The curtains brushed their faces blindingly. The current of air blew them with final, gentle violence against the cathode. Then they stood bunking at the head of a broad, low flight of steps above an open square, with a stormy sunset lighting the sky above them. Sawyer’s knees felt unsteady. The current had released them and they were dizzyingly free to stand alone.

“This is it,” Klai said softly at his side. He heard the long unsteady breath she drew. “This is Khom’ad. And I’m back again. I’m—home.”

V

It was a noisy world. The steps led down to the crowded square, where the tall Isier, robed in flowing ice, moved majestically among swarms of the lesser breed called human.

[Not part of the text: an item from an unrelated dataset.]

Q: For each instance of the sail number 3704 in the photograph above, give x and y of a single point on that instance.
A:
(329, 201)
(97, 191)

One of the Isier was playing a strange square drum, beating a wildly rhythmic tune, and a group of the gods around him swayed to the beat, their blank mask-faces turned outward.

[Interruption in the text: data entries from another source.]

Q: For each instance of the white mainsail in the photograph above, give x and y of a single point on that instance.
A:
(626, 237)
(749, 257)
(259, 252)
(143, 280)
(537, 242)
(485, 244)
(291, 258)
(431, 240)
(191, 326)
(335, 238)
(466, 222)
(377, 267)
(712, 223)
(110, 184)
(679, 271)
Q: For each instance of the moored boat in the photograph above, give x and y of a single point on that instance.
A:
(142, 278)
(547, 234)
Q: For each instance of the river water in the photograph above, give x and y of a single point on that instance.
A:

Another knot of the double-faced people, vividly alive, argued fiercely over some sort of game at the foot of the steps, a singing note in their voices even as they brawled. One of the entranced newcomers paused below Sawyer on the steps, shook his masked head dizzily, then gave a sudden ringing shout and plunged down the stairs toward the group of gamblers. They opened noisily to receive him.

From a far corner a clash of metal sounded, rhythmic and accompanied by high, ululating shouts. The whole scene swirled with noise, double faces, the ripple of heavy ice-robes, rhythm and melody under a sky shot with dramatic cold light and shadow.

Among these tall, half-serpentine figures, ignored by them, the humans called Khom walked humbly. And Sawyer knew at last the race from which Klai had sprung. The same tilt of cheekbone and the set of the eyes which had so fascinated him looked up now from every face. They were dark people mostly, looking squat among their tall, supercilious gods. They wore dull, dun-colored tunics and long leggings under aprons and smocks. They walked carefully and stood back when the Isier passed.

Beyond this noisy crowd, at the edges of the square, Sawyer had a glimpse of intricately piled buildings, brick and stone, streets diving into rabbit-warren fastnesses and twisting out of sight. Down the dim tunnels and among the roofs, lights were beginning to go on in the darkening air. Far off, above the buildings, lifted a tremendous crown of towers like ice, or glass. They flashed diamond-bright in the fierce, cold light that slanted between the clouds.

“The Temple,” Klai murmured at his side. “You see? When the ceremony begins, the Opening of the Well, you can see the reflections of the Firebirds shining up to the very tops of the towers. Half the city’s lighted by it.”